Die Crew nimmt an diesem 25. Mai 25 Menschen an Bord: Schwangere, zwei Frauen mit Kleinkindern und zwei, die Krampfanfälle haben. Außerdem die Ehemänner, um bei der späteren Verteilung Chaos zu vermeiden. Während die Frauen behandelt werden, erzählen sie ein bisschen, auf Englisch, Französisch, sie sind aus Äthiopien und Zentralafrika. "Eine Frau hatte ihre Tabletten nicht mehr, daher die epileptischen Anfälle." Was macht das mit einem, so ein Einsatz? "Da kommst du nicht zum Nachdenken", sagt Keller, "du arbeitest einfach. Wie bei der Feuerwehr."

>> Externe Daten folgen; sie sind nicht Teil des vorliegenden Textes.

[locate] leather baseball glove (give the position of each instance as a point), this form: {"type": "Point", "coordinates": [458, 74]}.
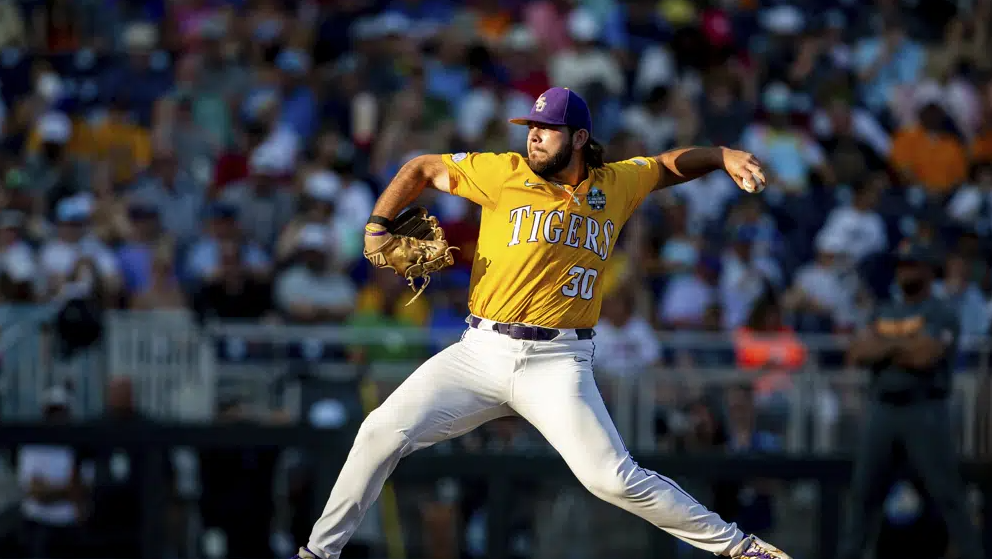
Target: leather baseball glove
{"type": "Point", "coordinates": [414, 248]}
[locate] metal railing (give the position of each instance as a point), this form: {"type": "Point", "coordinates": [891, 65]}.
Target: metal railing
{"type": "Point", "coordinates": [180, 372]}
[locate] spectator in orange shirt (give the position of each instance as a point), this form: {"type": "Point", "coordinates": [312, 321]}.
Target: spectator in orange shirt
{"type": "Point", "coordinates": [770, 349]}
{"type": "Point", "coordinates": [926, 154]}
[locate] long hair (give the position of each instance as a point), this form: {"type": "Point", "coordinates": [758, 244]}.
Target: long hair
{"type": "Point", "coordinates": [593, 152]}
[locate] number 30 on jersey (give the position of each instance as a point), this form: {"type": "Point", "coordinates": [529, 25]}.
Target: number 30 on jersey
{"type": "Point", "coordinates": [580, 282]}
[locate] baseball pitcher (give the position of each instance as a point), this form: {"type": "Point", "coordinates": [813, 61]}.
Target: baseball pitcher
{"type": "Point", "coordinates": [549, 224]}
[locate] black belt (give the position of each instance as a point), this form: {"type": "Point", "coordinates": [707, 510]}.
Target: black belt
{"type": "Point", "coordinates": [531, 333]}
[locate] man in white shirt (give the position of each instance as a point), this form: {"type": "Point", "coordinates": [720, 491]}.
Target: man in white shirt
{"type": "Point", "coordinates": [75, 241]}
{"type": "Point", "coordinates": [687, 297]}
{"type": "Point", "coordinates": [858, 226]}
{"type": "Point", "coordinates": [586, 63]}
{"type": "Point", "coordinates": [309, 291]}
{"type": "Point", "coordinates": [18, 265]}
{"type": "Point", "coordinates": [48, 477]}
{"type": "Point", "coordinates": [823, 291]}
{"type": "Point", "coordinates": [628, 338]}
{"type": "Point", "coordinates": [745, 277]}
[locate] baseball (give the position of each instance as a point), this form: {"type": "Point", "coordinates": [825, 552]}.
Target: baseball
{"type": "Point", "coordinates": [753, 185]}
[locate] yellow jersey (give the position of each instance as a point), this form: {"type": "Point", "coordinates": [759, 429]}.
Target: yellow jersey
{"type": "Point", "coordinates": [543, 245]}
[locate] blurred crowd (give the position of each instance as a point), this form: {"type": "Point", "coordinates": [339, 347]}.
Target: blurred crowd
{"type": "Point", "coordinates": [221, 156]}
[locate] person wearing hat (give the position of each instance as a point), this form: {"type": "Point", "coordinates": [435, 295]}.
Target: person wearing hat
{"type": "Point", "coordinates": [18, 265]}
{"type": "Point", "coordinates": [909, 348]}
{"type": "Point", "coordinates": [549, 223]}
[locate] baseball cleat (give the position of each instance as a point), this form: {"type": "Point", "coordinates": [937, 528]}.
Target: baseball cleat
{"type": "Point", "coordinates": [754, 547]}
{"type": "Point", "coordinates": [305, 553]}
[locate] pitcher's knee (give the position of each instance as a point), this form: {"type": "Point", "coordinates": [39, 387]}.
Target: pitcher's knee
{"type": "Point", "coordinates": [608, 485]}
{"type": "Point", "coordinates": [381, 434]}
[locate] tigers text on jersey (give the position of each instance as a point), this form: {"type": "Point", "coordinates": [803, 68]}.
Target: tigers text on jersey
{"type": "Point", "coordinates": [543, 245]}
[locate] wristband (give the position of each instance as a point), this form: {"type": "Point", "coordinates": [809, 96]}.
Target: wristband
{"type": "Point", "coordinates": [379, 220]}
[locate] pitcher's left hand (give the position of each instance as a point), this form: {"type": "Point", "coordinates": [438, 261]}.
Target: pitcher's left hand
{"type": "Point", "coordinates": [745, 169]}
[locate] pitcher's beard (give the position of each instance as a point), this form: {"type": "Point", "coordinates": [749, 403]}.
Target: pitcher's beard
{"type": "Point", "coordinates": [556, 164]}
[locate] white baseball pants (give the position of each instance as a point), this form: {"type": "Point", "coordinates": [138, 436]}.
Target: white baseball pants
{"type": "Point", "coordinates": [485, 376]}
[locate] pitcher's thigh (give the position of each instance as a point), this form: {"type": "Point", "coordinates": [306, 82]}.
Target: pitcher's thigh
{"type": "Point", "coordinates": [565, 405]}
{"type": "Point", "coordinates": [446, 392]}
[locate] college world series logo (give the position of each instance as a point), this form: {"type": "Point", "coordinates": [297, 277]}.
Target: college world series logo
{"type": "Point", "coordinates": [596, 199]}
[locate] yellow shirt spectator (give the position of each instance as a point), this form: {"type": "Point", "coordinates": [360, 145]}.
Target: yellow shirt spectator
{"type": "Point", "coordinates": [126, 146]}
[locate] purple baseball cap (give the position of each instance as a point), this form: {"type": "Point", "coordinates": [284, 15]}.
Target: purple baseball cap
{"type": "Point", "coordinates": [559, 106]}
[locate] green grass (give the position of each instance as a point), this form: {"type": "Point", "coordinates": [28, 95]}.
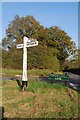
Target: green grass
{"type": "Point", "coordinates": [40, 100]}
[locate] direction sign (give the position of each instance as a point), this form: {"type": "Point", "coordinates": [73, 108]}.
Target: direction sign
{"type": "Point", "coordinates": [28, 44]}
{"type": "Point", "coordinates": [19, 46]}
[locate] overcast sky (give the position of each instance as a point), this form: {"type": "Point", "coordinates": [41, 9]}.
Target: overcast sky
{"type": "Point", "coordinates": [62, 14]}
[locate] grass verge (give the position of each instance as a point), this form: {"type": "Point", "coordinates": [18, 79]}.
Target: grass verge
{"type": "Point", "coordinates": [40, 100]}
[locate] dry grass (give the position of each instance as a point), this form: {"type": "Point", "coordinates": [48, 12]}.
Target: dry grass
{"type": "Point", "coordinates": [40, 100]}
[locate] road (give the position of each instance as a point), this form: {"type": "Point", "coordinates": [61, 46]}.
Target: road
{"type": "Point", "coordinates": [74, 79]}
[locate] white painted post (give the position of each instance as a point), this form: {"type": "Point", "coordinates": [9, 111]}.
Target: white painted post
{"type": "Point", "coordinates": [26, 43]}
{"type": "Point", "coordinates": [24, 77]}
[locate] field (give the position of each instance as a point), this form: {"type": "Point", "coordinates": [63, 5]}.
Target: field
{"type": "Point", "coordinates": [40, 100]}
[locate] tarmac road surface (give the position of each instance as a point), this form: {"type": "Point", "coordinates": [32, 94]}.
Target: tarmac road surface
{"type": "Point", "coordinates": [73, 83]}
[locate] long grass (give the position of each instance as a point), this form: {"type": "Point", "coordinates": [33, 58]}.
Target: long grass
{"type": "Point", "coordinates": [40, 100]}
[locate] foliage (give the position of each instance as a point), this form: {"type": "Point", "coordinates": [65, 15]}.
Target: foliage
{"type": "Point", "coordinates": [53, 49]}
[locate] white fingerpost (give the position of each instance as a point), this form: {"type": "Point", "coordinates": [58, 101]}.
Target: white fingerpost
{"type": "Point", "coordinates": [26, 43]}
{"type": "Point", "coordinates": [24, 78]}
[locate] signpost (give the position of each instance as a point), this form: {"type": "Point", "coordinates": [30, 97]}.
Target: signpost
{"type": "Point", "coordinates": [26, 43]}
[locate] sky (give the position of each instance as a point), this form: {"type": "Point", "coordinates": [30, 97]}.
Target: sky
{"type": "Point", "coordinates": [61, 14]}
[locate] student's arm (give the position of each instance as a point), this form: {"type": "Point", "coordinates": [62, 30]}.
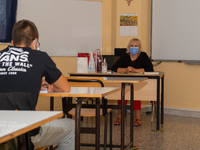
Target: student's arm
{"type": "Point", "coordinates": [61, 85]}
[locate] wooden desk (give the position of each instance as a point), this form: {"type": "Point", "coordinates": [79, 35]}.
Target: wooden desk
{"type": "Point", "coordinates": [150, 90]}
{"type": "Point", "coordinates": [15, 123]}
{"type": "Point", "coordinates": [92, 92]}
{"type": "Point", "coordinates": [124, 81]}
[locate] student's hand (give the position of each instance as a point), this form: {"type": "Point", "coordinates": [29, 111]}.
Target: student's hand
{"type": "Point", "coordinates": [45, 85]}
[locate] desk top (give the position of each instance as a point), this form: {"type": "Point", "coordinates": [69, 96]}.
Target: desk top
{"type": "Point", "coordinates": [124, 79]}
{"type": "Point", "coordinates": [153, 74]}
{"type": "Point", "coordinates": [15, 123]}
{"type": "Point", "coordinates": [84, 92]}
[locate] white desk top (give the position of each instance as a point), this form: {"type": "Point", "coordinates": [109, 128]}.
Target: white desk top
{"type": "Point", "coordinates": [84, 92]}
{"type": "Point", "coordinates": [125, 79]}
{"type": "Point", "coordinates": [15, 123]}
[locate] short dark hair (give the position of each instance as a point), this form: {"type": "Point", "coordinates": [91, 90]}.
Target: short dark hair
{"type": "Point", "coordinates": [24, 32]}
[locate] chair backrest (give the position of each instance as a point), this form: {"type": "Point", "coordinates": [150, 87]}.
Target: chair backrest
{"type": "Point", "coordinates": [85, 81]}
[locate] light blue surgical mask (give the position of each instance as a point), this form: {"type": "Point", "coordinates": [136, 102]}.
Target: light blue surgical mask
{"type": "Point", "coordinates": [134, 50]}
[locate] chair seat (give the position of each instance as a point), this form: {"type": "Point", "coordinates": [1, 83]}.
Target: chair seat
{"type": "Point", "coordinates": [86, 112]}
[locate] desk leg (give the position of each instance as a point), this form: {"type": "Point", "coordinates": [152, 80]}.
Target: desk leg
{"type": "Point", "coordinates": [122, 114]}
{"type": "Point", "coordinates": [77, 124]}
{"type": "Point", "coordinates": [162, 100]}
{"type": "Point", "coordinates": [51, 103]}
{"type": "Point", "coordinates": [131, 115]}
{"type": "Point", "coordinates": [97, 124]}
{"type": "Point", "coordinates": [158, 103]}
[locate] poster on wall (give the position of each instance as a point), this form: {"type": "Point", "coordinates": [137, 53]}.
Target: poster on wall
{"type": "Point", "coordinates": [128, 24]}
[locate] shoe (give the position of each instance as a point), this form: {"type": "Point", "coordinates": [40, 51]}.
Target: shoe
{"type": "Point", "coordinates": [117, 122]}
{"type": "Point", "coordinates": [138, 122]}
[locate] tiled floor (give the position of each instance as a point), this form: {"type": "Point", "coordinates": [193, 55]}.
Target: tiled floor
{"type": "Point", "coordinates": [180, 133]}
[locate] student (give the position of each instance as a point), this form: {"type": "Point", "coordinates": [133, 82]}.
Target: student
{"type": "Point", "coordinates": [133, 61]}
{"type": "Point", "coordinates": [22, 68]}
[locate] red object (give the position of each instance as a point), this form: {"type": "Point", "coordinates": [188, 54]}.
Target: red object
{"type": "Point", "coordinates": [137, 104]}
{"type": "Point", "coordinates": [84, 55]}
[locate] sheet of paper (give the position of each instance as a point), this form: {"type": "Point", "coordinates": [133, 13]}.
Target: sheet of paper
{"type": "Point", "coordinates": [128, 24]}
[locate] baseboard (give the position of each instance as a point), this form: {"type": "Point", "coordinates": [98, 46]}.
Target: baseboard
{"type": "Point", "coordinates": [177, 111]}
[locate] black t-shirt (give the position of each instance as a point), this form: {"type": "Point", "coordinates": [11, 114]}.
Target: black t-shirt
{"type": "Point", "coordinates": [22, 70]}
{"type": "Point", "coordinates": [142, 61]}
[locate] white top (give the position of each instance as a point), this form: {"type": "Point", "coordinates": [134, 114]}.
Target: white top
{"type": "Point", "coordinates": [83, 92]}
{"type": "Point", "coordinates": [14, 123]}
{"type": "Point", "coordinates": [125, 79]}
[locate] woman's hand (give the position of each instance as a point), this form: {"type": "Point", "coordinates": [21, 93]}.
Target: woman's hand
{"type": "Point", "coordinates": [130, 69]}
{"type": "Point", "coordinates": [45, 85]}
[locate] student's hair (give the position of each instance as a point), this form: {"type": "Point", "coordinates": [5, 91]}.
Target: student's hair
{"type": "Point", "coordinates": [24, 32]}
{"type": "Point", "coordinates": [130, 42]}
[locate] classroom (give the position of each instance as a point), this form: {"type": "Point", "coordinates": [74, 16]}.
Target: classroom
{"type": "Point", "coordinates": [181, 87]}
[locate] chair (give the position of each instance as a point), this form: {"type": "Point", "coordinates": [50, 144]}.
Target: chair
{"type": "Point", "coordinates": [88, 109]}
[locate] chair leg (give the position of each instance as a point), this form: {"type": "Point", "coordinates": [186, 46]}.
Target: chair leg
{"type": "Point", "coordinates": [111, 130]}
{"type": "Point", "coordinates": [152, 112]}
{"type": "Point", "coordinates": [105, 131]}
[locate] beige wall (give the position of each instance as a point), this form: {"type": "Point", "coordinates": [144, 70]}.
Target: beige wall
{"type": "Point", "coordinates": [181, 81]}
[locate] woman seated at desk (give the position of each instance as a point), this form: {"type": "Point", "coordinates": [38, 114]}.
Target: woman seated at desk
{"type": "Point", "coordinates": [133, 61]}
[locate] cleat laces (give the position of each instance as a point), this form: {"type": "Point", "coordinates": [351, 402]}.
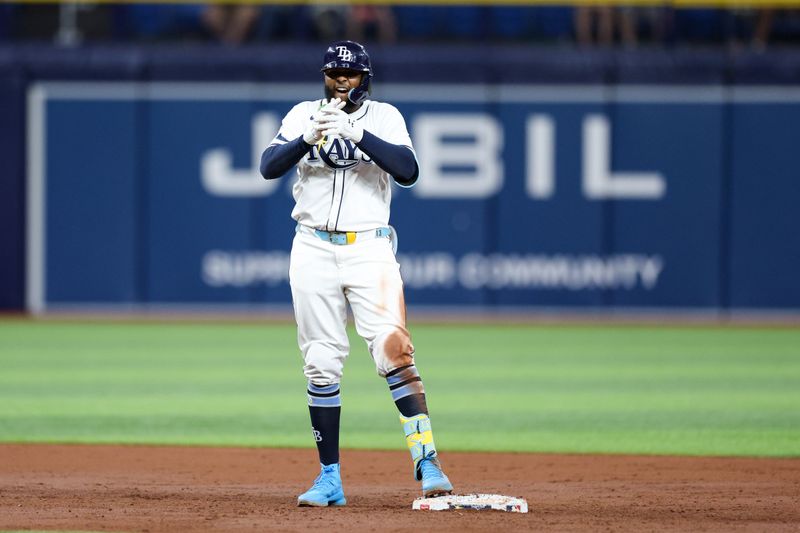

Am späten Abend werden die Flüchtlinge von der Küstenwache abgeholt. Es bleibt der einzige Einsatz der Crew. Kurz danach muss sie vorzeitig zurück zum Hafen von Valletta - das Schiff ist nahezu kaputt. Schon vor der Mission waren zwei Tage für Reparaturen draufgegangen. Unterwegs dann der Schreck: "Bei einer Maschinenraumkontrolle merken wir: Alles steht unter Wasser", sagt Keller. Kühlwasser tritt aus. Der Motor läuft noch, aber der Strom droht auszufallen. "Dann hätten wir keinen Radar gehabt, keine Navigation." Nach nur vier Tagen müssen sie zurück.

"Man muss sich wirklich überlegen, ob so alte Technik nützt." Trotzdem will er aktiver Seenotretter bleiben, bald als Rentner. Weht ihm Kritik entgegen, Hilfsschiffe wie seines könnten Menschen zur Flucht animieren, winkt er ab: "Sie fliehen so oder so." Die Not sei einfach zu groß. Noch auf See erfährt er, dass am Tag der Rettung 16 Boote aus Libyen auf dem Meer trieben. Auf jedem mehr als 100 Menschen.